The problem with standard automated perimetry (SAP) is that there are many sources of error that call into question the results of the tests.  An accurate visual field test requires the patient to maintain fixation on the target and to respond with accuracy to the stimulus presentations.  It is not uncommon for the the patient to respond when a stimulus has not been presented, or to not respond to a stimulus that could be seen.  Some patients even fall asleep during testing.  As discussed in the Modules on visual field testing, there are various strategies designed to increase the reliability of automated perimetry.

 

There have been studies that show that visual field defects can show up on SAP that are not caused by pathology, but are caused by the above mentioned sources of error.

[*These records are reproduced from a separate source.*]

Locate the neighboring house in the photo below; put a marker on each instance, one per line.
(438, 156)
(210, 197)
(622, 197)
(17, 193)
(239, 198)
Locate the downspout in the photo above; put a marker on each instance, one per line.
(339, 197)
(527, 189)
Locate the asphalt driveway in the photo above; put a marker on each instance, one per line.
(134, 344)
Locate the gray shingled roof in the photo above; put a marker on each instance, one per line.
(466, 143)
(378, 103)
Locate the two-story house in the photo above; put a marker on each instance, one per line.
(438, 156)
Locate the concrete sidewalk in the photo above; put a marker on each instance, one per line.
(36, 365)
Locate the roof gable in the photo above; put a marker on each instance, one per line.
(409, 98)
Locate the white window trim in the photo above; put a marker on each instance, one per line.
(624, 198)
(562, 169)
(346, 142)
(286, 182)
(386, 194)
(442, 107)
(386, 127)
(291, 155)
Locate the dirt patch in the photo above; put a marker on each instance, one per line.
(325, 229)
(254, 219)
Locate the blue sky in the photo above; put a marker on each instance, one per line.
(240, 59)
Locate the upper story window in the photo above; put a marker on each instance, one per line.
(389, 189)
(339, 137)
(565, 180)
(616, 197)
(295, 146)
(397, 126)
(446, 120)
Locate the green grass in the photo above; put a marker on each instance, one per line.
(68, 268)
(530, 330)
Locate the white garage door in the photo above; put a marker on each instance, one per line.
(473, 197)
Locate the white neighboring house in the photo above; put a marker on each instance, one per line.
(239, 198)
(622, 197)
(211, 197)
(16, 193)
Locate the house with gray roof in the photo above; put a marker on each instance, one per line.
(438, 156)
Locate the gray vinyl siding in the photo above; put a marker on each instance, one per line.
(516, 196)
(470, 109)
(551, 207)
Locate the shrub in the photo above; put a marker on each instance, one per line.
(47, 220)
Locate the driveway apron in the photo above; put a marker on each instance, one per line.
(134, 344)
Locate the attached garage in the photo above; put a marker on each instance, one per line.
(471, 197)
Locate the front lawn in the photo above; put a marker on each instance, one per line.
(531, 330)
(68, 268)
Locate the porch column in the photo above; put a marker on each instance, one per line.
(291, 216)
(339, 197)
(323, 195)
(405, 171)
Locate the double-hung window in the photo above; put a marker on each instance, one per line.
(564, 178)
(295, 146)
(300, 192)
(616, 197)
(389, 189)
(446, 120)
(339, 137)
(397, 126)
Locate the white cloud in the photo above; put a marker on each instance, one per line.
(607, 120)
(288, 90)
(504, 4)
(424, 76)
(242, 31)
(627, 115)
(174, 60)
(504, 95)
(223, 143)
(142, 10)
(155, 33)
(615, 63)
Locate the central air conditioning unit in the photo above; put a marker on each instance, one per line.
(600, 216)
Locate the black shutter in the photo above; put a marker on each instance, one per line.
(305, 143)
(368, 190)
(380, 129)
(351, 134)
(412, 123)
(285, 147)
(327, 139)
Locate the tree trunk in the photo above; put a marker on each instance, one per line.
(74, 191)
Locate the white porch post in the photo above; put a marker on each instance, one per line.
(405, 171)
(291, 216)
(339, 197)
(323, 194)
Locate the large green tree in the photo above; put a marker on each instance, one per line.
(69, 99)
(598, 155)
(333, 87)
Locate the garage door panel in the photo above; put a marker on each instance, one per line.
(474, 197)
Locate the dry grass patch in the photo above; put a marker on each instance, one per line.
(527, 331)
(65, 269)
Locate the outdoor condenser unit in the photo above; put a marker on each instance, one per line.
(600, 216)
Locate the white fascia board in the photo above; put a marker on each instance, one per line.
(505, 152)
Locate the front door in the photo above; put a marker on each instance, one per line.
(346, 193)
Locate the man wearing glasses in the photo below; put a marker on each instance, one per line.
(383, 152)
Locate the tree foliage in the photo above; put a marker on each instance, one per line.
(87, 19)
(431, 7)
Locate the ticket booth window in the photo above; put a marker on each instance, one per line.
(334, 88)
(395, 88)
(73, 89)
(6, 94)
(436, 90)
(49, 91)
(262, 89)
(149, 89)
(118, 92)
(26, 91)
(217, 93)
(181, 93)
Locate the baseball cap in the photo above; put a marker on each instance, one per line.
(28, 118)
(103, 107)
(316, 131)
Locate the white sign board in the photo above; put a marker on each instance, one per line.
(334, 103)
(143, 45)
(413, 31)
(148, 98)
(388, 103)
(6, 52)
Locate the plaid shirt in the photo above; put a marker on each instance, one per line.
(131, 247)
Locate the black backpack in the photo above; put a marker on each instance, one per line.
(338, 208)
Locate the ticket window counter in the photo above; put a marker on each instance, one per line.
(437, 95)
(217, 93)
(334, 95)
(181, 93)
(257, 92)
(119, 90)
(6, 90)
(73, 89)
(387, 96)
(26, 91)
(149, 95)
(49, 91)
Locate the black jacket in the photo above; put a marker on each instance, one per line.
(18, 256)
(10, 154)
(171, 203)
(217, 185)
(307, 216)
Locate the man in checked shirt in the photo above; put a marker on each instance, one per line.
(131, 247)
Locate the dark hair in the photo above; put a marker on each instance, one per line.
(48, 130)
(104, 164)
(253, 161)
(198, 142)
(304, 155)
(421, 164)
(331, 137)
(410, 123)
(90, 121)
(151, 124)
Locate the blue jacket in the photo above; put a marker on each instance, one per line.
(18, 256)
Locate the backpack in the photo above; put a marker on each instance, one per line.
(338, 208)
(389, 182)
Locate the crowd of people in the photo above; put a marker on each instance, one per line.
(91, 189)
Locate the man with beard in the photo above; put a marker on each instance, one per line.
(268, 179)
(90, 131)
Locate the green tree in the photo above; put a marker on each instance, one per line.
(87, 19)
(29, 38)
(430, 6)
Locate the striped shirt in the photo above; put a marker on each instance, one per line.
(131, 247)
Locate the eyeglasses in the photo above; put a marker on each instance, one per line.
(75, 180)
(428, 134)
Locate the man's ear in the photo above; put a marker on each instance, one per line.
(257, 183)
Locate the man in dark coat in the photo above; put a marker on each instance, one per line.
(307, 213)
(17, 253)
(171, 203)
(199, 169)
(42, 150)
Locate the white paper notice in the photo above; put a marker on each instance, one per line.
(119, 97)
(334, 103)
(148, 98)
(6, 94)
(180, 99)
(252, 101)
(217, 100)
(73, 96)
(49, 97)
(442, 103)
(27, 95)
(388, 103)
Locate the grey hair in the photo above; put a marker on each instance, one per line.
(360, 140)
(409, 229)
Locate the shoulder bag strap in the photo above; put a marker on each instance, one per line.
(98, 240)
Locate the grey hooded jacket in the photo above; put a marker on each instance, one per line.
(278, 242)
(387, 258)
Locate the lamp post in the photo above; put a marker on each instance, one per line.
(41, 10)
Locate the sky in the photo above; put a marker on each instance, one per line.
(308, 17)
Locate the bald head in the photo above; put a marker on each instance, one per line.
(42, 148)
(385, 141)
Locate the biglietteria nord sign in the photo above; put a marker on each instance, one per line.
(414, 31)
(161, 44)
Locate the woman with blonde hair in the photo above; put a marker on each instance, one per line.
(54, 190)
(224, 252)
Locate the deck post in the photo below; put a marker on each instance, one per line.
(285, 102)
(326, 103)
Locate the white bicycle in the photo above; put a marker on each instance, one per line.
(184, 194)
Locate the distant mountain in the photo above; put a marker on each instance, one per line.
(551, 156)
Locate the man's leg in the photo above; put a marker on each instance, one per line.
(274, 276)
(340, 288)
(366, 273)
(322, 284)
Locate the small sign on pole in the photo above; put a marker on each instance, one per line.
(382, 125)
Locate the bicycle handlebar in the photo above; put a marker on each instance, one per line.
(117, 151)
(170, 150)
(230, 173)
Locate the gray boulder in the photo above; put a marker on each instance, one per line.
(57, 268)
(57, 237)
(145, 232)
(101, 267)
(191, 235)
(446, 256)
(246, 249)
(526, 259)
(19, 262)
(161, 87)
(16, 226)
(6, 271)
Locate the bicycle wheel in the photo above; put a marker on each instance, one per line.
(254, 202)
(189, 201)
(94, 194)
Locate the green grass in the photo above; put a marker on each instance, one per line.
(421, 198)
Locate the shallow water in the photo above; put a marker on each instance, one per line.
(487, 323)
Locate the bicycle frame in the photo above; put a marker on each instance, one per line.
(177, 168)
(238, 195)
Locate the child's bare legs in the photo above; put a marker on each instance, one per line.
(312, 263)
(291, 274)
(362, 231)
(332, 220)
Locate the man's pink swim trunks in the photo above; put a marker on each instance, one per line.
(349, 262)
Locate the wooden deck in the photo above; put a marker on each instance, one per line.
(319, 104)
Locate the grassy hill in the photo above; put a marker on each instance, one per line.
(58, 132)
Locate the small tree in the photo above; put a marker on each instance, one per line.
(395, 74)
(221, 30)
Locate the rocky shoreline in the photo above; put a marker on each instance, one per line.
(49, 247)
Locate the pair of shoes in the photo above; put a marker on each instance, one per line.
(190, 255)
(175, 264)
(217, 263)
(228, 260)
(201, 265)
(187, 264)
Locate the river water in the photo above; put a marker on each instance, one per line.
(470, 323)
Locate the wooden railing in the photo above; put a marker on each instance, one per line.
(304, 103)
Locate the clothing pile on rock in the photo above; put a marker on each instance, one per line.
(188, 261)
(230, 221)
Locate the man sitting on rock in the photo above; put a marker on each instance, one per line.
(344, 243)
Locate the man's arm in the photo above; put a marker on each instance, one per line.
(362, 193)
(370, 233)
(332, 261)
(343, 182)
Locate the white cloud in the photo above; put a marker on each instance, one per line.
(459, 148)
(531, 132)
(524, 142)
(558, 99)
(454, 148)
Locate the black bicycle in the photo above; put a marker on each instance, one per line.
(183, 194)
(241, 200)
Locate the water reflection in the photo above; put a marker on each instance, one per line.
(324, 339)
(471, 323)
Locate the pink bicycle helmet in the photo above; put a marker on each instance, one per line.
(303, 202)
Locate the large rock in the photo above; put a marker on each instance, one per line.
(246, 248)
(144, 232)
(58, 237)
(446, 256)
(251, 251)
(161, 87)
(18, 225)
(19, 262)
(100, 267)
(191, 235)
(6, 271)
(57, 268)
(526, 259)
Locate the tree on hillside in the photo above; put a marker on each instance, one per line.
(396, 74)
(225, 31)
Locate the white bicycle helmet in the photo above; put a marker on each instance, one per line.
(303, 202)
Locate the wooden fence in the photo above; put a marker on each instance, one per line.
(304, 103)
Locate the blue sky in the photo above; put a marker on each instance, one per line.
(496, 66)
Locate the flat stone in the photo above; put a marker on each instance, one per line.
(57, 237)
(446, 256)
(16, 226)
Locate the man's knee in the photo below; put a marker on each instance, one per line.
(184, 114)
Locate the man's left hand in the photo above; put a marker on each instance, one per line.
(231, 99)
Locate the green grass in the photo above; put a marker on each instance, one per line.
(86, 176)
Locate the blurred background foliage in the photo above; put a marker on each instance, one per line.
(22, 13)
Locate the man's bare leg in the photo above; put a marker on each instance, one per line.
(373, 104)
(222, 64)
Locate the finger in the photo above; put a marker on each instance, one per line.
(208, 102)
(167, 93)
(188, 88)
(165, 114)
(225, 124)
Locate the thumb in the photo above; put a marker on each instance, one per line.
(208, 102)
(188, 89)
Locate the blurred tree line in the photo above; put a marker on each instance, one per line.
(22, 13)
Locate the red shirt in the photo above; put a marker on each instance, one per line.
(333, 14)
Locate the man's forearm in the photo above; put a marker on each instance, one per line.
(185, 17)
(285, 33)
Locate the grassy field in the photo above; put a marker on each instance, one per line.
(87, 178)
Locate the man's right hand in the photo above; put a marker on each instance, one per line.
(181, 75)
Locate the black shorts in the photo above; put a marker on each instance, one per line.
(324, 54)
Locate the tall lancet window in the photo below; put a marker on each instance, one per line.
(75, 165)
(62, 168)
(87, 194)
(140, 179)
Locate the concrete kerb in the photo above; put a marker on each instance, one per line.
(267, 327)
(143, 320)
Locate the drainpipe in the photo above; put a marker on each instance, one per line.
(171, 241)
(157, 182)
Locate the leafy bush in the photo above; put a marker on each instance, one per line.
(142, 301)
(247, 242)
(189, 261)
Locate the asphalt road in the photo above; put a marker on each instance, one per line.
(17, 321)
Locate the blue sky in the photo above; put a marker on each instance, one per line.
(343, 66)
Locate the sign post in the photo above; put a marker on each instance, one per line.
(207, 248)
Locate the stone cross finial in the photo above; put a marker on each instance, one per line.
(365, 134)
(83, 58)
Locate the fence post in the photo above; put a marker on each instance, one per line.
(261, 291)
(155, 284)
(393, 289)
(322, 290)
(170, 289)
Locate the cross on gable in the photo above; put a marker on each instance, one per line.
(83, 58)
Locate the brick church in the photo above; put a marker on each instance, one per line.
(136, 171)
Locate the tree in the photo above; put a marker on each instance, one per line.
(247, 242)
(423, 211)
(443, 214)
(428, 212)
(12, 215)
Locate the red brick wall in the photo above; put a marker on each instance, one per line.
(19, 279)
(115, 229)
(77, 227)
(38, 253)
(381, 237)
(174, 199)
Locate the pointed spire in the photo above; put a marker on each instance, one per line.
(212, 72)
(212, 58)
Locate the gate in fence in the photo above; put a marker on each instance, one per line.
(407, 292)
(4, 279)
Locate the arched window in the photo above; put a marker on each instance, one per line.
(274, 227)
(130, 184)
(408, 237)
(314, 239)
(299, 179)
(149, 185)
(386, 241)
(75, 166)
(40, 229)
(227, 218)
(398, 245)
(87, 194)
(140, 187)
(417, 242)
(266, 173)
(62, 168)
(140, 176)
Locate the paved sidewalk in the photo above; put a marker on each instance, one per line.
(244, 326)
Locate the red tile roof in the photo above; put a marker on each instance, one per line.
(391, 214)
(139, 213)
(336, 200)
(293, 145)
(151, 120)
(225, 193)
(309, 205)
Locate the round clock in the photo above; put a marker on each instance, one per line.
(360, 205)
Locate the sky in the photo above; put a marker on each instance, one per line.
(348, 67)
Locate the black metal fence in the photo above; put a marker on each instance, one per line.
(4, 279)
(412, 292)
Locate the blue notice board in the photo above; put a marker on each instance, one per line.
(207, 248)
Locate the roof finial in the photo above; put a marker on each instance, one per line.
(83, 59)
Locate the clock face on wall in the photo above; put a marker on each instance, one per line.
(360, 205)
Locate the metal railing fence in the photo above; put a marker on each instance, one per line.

The defects disappear on subsequent testing.  One study found that 86% of VF defects are not confirmed on retesting.  So how is the ophthalmologist to know that a field defect is caused by glaucoma, or by some source of error in the testing?  The visual field test printout will give the doctor several indicators of the reliability of the test.  The doctor will give more weight to a test with good reliability scores.  The doctor will also compare the results of serial field testing over time.  Do today's results look worse than results from 6 months ago?  Do last year's results look worse than the previous year?

   
  As has been discussed, there is no absolute measure of glaucoma.  The doctor must look at the IOP measurements, the appearance of the optic nerve head, the thickness measurements of the nerve fiber layer, and the results of automated perimetry in the glaucoma assessment.  What carries the most weight is not the data on any one visit, but changes in the data over time.  Is the patient getting worse in one or more of these areas of evaluation?  This is why it is important for these patients to keep regularly scheduled appointments.